By breaking the distribution network into smaller units, a concessionaire managing a concentrated zone like Greater Accra would possess the administrative agility to deploy specialized localized monitoring systems, identify theft points immediately, and enforce strict legal penalties against defaulters without systemic delays.

Resolving Capital and Tariff Optimization Dilemmas
Implementing advanced grid monitoring infrastructure introduces a complex economic paradox regarding consumer tariffs and sectoral capitalization.
Ahlijah acknowledged that “the more we invest in the energy sector, the more the bills will go up because it’s about cost,” meaning that state-funded infrastructure overhauls frequently translate into higher financial burdens for ordinary citizens.
This capital constraint justifies the public-private partnership approach currently considered by policymakers, as it shifts the primary burden of capital expenditure from the national treasury to private concessionaires.
Consequently, the state can optimize its regulatory functions while private capital finances the technological modernization necessary to suppress distribution losses.
Restructuring ECG to Mitigate National Energy Crises
The proposed balkanization of the southern distribution zone addresses a fundamental structural vulnerability, as the Electricity Company of Ghana remains structurally positioned at the epicenter of nearly every fiscal and operational crisis within the national energy value chain.
When the distribution sector fails to collect revenues effectively, the financial deficit cascades upward, starving transmission and generation segments of vital liquidity.

Restructuring ECG into smaller, highly liquid concessions breaks this cycle of circular debt by ensuring that cash collected at the retail level flows seamlessly back to upstream generation and transmission segments, thereby mitigating the systemic fuel supply bottlenecks that trigger widespread power outages.
Ultimately, the adoption of smaller localized concessions offers a resilient blueprint to transition Ghana’s energy sector out of recurring power crises and into long-term financial self-sufficiency.
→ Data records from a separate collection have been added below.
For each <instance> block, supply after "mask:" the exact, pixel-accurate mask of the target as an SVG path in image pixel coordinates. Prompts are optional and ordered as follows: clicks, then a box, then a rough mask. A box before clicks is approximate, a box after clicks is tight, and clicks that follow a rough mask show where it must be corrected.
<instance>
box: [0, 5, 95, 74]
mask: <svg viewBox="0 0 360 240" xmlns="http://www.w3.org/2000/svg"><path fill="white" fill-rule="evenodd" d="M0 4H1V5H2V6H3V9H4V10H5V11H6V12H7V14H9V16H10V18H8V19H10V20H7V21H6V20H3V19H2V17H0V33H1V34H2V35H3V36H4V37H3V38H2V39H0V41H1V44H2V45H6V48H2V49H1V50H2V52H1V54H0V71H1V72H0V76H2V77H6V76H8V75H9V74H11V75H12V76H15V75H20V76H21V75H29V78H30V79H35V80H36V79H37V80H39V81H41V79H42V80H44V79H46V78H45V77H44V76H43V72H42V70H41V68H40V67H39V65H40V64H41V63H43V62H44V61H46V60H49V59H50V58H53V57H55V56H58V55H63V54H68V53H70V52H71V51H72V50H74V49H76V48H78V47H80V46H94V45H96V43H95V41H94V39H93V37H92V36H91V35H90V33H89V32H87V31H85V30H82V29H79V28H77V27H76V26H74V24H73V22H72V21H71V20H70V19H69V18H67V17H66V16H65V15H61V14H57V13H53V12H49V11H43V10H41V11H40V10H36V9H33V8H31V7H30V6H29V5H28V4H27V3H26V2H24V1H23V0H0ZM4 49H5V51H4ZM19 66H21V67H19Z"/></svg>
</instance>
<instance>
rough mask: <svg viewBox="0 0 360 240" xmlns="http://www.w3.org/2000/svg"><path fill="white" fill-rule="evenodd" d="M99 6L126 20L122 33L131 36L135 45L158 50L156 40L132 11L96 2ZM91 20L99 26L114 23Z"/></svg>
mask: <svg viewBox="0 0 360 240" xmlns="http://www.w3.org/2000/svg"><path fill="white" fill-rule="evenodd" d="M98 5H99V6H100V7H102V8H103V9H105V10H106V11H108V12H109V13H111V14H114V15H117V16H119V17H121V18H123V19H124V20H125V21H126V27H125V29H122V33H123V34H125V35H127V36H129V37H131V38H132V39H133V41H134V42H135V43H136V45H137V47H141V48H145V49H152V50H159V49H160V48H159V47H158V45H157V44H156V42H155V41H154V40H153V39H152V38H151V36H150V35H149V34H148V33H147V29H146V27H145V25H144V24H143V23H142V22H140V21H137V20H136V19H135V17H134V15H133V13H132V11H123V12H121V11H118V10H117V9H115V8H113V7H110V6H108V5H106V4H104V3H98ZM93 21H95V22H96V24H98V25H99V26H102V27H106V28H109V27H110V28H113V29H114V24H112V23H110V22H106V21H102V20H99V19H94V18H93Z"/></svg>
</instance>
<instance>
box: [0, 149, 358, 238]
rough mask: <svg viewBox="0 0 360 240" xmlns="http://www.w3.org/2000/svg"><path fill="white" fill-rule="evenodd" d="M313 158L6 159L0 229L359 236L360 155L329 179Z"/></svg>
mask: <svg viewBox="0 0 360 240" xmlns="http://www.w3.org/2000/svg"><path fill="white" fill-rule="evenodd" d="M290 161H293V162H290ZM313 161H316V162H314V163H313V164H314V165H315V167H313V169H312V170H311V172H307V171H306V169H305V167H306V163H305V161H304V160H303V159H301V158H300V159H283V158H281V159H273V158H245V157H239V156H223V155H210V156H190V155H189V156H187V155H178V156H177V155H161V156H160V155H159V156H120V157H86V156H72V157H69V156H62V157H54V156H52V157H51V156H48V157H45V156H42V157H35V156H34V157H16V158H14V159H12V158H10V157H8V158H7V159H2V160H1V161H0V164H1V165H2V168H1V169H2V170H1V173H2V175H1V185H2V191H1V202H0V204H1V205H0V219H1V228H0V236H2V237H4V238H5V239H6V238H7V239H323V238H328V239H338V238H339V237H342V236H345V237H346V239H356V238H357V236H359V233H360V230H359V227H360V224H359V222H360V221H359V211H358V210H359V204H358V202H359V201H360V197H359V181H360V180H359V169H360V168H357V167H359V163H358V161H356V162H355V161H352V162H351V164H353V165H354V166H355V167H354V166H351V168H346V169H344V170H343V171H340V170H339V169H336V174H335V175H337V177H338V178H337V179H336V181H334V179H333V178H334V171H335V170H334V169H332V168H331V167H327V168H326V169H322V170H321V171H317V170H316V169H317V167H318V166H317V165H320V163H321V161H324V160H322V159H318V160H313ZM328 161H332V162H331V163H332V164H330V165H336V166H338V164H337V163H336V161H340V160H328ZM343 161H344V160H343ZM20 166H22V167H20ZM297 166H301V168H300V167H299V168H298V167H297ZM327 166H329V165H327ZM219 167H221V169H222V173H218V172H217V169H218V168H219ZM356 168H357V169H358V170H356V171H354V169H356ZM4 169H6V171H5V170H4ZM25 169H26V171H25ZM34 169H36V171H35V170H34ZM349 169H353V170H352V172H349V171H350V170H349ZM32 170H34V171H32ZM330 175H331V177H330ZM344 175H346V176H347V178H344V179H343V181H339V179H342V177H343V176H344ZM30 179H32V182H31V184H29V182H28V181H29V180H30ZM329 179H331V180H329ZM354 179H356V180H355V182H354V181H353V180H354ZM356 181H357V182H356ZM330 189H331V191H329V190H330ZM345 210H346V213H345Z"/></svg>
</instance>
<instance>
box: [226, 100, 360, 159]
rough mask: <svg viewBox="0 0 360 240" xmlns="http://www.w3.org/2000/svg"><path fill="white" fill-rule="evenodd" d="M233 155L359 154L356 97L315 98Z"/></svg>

By replacing a single, unmanageable institutional bureaucracy with smaller, agile, and technically proficient private operators, the nation can achieve unprecedented precision in revenue collection and infrastructure management.
This structural evolution not only fulfills international fiscal recommendations but fundamentally redefines the domestic energy landscape, proving that smaller, localized management units are the key to safeguarding the nation’s vital power infrastructure.